13Central Station

August-Baudert-Platz

The railway station building in Weimar can be seen. Four swastika banners and three other large swastikas are displayed vertically on its façade.
Central station, Juli 1936.

Almost 10,000 Jewish men were deported to the Buchenwald concentration camp in the days following the November pogrom of 1938. They came from cities including Breslau, Dresden, Frankfurt, Bielefeld, Aachen and the whole of Thuringia. They were transported to Weimar's main railway station by the Reichsbahn, where they were driven through the tunnel and beaten up by SS men and auxiliary police. Survivor Ernst Cramer remembers: "Seemingly for no reason at all, we were herded together like cattle and beaten against the wall [...] 'Go, go!' our tormentors shouted and drove us out with their batons down the stairs to the station forecourt. Lorries were waiting there. We were crammed into them. When they seemed overcrowded, more and more people were beaten into them."
The abuse took place in public.
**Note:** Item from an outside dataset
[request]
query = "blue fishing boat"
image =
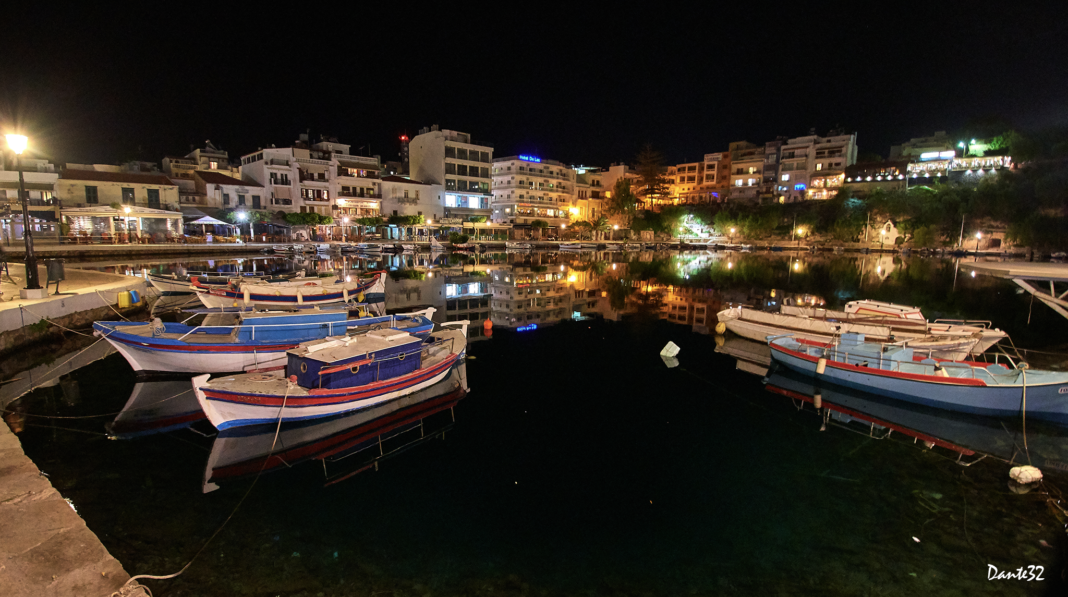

Klaus Engelhardt from Weimar reports: "The news spread like wildfire among us children that Jews were being 'unloaded' at the railway station". In the early years, most of the Buchenwald inmates arrived at the main railway station, most recently large transports from Poland in October 1939. The freight depot was subsequently used.
A memorial plaque commemorating the arrival of the victims of the anti-jewish pogrom in Weimar was placed at the east entrance to the main railway station in 1998.